En primer lugar, los estadounidenses avisaron de que Estados Unidos no era un buen país para vivir para los niños, ni tampoco para los adultos, mientras que yo maticé (y ellos concordaron) que sí que era un estupendo país para vivir… para los aficionados a los deportes (dije que era el mejor país de todos, para ser completamente exacto).
En segundo lugar, los estadounidenses mostraron sus ganas imperiosas de venirse a vivir a España (de hecho, uno de ellos ya se ha venido a vivir aquí) y mi mujer y yo mostramos nuestra ilusión por poder vivir alguna vez en el futuro de nuevo en Estados Unidos.
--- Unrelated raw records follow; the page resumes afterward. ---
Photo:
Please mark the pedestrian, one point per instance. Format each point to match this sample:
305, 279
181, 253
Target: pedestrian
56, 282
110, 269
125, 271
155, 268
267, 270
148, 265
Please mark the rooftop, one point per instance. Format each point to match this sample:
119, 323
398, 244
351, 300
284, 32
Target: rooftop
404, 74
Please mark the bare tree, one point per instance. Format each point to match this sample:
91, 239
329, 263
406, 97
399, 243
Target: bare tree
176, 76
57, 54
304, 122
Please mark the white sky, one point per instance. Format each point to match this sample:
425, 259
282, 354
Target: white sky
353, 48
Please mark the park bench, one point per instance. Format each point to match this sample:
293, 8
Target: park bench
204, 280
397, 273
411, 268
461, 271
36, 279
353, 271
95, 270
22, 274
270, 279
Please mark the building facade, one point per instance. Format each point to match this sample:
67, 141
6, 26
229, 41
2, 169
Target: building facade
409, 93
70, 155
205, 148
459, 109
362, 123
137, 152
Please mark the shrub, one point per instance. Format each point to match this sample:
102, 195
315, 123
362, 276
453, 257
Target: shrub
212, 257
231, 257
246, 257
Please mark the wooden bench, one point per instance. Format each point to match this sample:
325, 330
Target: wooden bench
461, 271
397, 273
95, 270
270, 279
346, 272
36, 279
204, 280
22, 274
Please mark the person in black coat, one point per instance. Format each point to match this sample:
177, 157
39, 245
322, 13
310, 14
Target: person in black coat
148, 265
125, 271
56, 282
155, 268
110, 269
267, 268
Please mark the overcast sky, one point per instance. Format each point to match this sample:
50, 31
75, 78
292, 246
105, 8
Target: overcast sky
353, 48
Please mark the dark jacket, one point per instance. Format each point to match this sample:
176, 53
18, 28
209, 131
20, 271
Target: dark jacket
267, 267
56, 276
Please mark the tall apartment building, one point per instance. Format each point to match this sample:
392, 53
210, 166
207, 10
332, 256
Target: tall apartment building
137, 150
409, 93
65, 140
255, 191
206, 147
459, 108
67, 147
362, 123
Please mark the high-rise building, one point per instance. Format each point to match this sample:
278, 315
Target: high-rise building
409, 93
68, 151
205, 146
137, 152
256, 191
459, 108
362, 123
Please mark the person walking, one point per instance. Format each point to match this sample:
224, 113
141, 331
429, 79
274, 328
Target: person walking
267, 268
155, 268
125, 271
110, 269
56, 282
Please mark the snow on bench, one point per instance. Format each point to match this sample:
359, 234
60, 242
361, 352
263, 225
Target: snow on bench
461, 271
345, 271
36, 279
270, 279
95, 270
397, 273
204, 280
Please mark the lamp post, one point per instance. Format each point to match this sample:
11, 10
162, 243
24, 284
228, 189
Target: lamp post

Supongo que es curioso comprobar cada día como el ser humano anhela siempre aquello de lo que carece.
II. Gente, tenemos que hablar (que sepáis que ahora mismo os estoy imaginando a cada uno/a de vosotros/a sentado/a en el sofá con una cara que dice claramente por favor no me dejes). No os preocupéis, no es un tema vital e importante. A pesar de lo que opina la mayoría, el deporte nunca lo es. Vale, sufrimos de forma inexplicable y alcanzamos estados de emoción indescriptibles con él, pero, insisto, el deporte no es un tema vital e importante.
La vida, en cambio, sí lo es, pero esa es otra historia que tenemos que aprender a relativizar para poder ser felices y de la que no toca escribir ahora.
Porque de lo que os quiero hablar es de algo tan liviano e intrascendente como es la WNBA, que este domingo vivirá el inicio de su final entre Washington Mystics y Connecticut Sun y que es una de las competiciones deportivas que más me hace disfrutar (y eso que esta temporada no han estado por lesión Breanna Stewart, Sue Bird y, casi todo el curso, Diana Taurasi, y que tampoco ha jugado Maya Moore, por decisión personal).
Quizá me hace disfrutar tanto por poder ver a Maite Cazorla repartiendo asistencias en las Atlanta Dream y a Astou Ndour siendo relevante en el temporadón de las Chicago Sky.
O tal vez sea porque es una competición corta y amena que llena mi vacío competitivo estival cuando la mayoría de competiciones que sigo no tienen ningún partido (qué bien organizan el calendario anual de sus competiciones los estadounidenses).
O tal vez sea porque Elena Delle Donne se ha convertido en la primera mujer de la historia del baloncesto en Estados Unidos en conseguir acabar una temporada con 50-40-90 (51.5% de acierto en tiros de campo, 43% en triples y 97.4% en tiros libres) para unirse a una exclusiva lista de apenas (con ella) nueve nombres en la que aparecen jugadores de la talla de Stephen Curry, Larry Bird, Kevin Durant, Steve Nash, Reggie Smith o Dirk Nowitzki.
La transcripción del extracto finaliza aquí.